The Mali-T760 GPU in the Exynos 5433 is a full-featured graphics processor based on ARM's Midgard architecture. The Note 4 has given us our first chance to spend significant time with a Mali-equipped device, and our impressions are generally quite positive.
|Samsung Galaxy Note 4|
|SoC||Samsung Exynos 5433|
|GPU||ARM Mali-T760 MP6|
|GPU die area||30.9 mm²|
|Est. clock speed||700 MHz|
|Texture filtering||6 texels/clock|
|Pixel fill||6 pixels/clock|
|System memory||3GB LPDDR3|
Midgard is a bit of an unconventional GPU architecture in terms of its execution model, but it has a robust feature set, especially for the mobile space. The Mali-T760 supports 64-bit addressing and can handle IEEE-compliant floating-point datatypes, including 64-bit double precision. In fact, the Mali-T760 has a nearly desktop-class feature set, with support for DirectX 11.1 (feature level 11_1, or the real thing), OpenGL ES 3.1, and OpenCL 1.2.
Thanks to this combination of high mathematical precision and standards compliance, the T760 is perhaps better suited for GPU computing than most of its competition in the mobile GPU market. ARM was one of the first companies to join the HSA consortium, along with AMD, and has publicly supported that effort.
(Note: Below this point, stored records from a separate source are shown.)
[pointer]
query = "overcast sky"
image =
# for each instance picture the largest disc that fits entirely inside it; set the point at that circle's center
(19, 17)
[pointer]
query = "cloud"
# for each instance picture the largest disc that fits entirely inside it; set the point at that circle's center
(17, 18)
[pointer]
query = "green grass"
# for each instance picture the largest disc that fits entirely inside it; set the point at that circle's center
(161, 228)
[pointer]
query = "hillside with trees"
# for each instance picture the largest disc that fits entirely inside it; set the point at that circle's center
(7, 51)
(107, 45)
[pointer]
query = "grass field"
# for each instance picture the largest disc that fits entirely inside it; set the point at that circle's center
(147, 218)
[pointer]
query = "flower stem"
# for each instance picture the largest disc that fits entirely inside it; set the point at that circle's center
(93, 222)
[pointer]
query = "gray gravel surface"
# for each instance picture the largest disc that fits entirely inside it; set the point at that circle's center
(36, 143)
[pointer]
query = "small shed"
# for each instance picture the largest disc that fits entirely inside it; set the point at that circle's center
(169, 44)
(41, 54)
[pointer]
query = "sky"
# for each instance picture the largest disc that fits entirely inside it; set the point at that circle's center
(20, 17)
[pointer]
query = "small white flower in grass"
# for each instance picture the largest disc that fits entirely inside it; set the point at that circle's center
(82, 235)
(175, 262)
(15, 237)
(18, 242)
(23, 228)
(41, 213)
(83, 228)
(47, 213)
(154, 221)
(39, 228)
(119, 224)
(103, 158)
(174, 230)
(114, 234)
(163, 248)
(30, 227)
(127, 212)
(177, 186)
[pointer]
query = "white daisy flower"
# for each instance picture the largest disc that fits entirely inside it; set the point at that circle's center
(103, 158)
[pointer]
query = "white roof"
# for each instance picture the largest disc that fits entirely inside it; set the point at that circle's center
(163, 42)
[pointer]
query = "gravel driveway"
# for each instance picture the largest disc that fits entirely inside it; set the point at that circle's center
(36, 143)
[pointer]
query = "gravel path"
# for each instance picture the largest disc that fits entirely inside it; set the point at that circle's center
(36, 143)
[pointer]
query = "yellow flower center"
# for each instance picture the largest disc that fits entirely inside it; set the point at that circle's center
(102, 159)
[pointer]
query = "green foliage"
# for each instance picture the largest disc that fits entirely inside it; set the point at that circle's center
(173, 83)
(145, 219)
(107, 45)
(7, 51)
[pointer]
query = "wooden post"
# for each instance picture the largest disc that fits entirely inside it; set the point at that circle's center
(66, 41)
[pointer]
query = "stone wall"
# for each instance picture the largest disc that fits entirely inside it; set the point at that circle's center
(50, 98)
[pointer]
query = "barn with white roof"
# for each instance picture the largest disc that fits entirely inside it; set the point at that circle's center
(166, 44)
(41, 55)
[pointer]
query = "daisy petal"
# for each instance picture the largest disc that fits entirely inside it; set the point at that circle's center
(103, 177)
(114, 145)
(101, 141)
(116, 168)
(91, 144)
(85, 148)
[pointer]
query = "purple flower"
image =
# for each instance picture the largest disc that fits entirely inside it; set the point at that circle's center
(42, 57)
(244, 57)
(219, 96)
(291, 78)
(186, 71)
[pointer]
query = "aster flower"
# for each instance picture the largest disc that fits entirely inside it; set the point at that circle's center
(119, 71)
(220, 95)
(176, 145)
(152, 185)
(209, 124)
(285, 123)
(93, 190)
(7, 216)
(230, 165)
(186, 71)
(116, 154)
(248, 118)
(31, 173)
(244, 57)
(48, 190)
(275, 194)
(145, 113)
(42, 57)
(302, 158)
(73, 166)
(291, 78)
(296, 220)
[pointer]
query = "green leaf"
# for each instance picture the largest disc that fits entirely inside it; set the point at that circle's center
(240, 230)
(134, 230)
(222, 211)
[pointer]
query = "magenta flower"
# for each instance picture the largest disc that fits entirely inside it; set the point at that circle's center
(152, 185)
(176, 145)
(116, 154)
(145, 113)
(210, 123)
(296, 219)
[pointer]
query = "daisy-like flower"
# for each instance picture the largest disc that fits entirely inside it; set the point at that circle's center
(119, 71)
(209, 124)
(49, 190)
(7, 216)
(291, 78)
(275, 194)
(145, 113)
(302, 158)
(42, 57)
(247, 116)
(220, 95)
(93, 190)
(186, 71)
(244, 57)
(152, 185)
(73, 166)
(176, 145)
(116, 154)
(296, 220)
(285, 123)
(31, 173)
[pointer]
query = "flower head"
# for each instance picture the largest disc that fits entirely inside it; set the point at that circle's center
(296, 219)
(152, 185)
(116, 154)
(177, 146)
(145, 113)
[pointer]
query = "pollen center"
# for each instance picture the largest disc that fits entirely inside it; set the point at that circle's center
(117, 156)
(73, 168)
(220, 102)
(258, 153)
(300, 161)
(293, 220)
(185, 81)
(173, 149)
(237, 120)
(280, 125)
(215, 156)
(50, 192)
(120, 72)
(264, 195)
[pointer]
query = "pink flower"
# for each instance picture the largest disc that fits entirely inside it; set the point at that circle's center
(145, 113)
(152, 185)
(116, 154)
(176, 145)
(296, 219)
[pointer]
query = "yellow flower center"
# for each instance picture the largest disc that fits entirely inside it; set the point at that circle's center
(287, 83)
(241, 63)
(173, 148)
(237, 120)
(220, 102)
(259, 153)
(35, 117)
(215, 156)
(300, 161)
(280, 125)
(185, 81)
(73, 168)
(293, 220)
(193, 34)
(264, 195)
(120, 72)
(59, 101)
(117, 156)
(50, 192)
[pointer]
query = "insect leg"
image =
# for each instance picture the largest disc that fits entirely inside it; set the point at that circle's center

I'm tempted to call the Mali-T760 a "tiler," but I expect there are folks in the PowerVR camp who would take umbrage with that wording. ARM's Midgard architecture doesn't use fully deferred tile-based rendering like Imagination Tech's PowerVR GPUs. Midgard uses early Z detection like conventional immediate-mode renderers in order to avoid drawing some pixels that would be occluded by other polygons in the final scene, but it doesn't reorder the graphics pipeline in order to eliminate overdraw entirely. Instead, Midgard renders all pixels into on-chip buffers representing 16 x 16-pixel tiles, so blending and overdraw happens on the chip. Midgard can conserve bandwidth and save energy by using a tile buffer in this fashion, since DRAM transactions tend to burn a lot of power.
Divining the structure of Midgard's "shader cores" can be a little confusing. ARM's public documentation appears to divvy things up according to the number of flops the hardware can process rather than its likely underlying organization. Each Midgard "shader core" has two arithmetic pipelines. My sense is that those pipelines break down into two stages: the first stage includes a 128-bit-wide vector unit plus a scalar ALU. The second stage has a special function unit capable of a four-wide vector dot product, and there's a scalar ALU in this stage, too.
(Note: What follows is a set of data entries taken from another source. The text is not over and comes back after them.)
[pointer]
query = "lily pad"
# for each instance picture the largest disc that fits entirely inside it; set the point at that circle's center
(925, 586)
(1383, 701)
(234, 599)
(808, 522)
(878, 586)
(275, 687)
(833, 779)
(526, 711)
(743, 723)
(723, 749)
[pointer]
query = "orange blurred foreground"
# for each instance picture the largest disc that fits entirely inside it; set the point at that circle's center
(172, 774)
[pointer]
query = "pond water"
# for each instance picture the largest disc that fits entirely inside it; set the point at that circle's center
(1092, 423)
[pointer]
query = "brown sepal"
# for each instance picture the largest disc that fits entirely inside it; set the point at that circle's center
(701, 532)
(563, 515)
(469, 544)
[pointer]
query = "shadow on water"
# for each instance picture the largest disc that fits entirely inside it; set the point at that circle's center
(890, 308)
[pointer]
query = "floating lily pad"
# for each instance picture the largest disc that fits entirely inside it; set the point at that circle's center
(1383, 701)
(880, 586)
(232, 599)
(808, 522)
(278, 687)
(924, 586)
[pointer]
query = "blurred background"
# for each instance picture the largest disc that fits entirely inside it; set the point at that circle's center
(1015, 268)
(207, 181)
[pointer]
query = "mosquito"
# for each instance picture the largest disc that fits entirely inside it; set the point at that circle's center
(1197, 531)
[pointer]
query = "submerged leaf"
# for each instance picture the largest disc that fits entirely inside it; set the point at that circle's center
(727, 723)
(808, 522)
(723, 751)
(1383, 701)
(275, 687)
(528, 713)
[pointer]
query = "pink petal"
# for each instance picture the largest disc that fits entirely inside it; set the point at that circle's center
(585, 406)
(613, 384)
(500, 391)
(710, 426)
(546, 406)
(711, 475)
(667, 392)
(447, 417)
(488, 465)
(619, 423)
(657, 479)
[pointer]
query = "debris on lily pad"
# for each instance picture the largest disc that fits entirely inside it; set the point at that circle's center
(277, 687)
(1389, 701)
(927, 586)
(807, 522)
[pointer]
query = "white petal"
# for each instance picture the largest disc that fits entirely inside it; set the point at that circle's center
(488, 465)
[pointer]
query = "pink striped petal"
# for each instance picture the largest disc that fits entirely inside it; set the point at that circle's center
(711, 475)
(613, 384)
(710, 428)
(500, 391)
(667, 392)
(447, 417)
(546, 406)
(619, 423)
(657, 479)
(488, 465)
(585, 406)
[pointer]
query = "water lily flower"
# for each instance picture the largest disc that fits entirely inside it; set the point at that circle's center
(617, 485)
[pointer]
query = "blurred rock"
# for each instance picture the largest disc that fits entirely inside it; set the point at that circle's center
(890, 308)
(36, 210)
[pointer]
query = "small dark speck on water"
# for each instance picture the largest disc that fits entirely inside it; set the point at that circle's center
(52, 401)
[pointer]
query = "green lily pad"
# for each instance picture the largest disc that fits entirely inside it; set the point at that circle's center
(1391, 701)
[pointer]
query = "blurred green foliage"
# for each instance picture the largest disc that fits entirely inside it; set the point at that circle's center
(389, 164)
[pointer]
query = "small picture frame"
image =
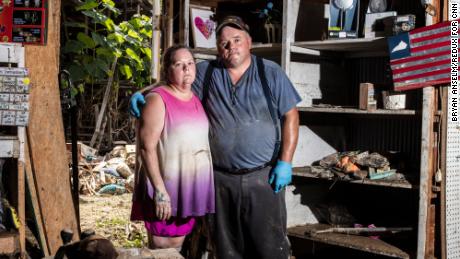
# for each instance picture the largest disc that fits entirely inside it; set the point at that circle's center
(203, 27)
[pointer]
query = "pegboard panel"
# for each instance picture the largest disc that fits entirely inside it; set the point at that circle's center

Midgard's shader pipelines are unusually flexible in their support for different datatypes. That 128-bit-wide vector unit can be subdivided in various ways. A single vector ALU can process two 64-bit operations, four 32-bit ops, or eight 16-bit operations in a clock cycle.
If you're counting flops at home, the most relevant tally involves 32-bit operations. That big vector unit in the first stage can process four multiply + add operations (eight flops) and the scalar ALU can contribute a multiply (one flop). Stage two's SFU then contributes seven more flops, and the scalar ALU adds another, for a total of 17 from the pipeline in each clock cycle. Thanks to the dual pipes, that's a total of 34 flops per cycle from each "shader core."
ARM offers versions of the T760 that scale up to 16 shader cores, as depicted in the diagram above. The Exynos 5433 hosts a six-cluster version of the GPU known as the Mali-T760 MP6. Reports have suggested this GPU runs at 700MHz in the Note 4.
If that clock speed is correct, then on paper, the Note 4's key graphics rates should look awfully similar to those of the PowerVR GX6450 in the iPhone 6 Plus. The two would have roughly similar pixel fill (~4 gigapixels/second) and bilinear texture filtering (~4 gigatexels/second) rates, and both devices' fp32 arithmetic throughput should peak at about 140 gigaflops. I hesitate to put those numbers into a table, since they're both theoretical and speculative in nature, but the story here should be rough parity.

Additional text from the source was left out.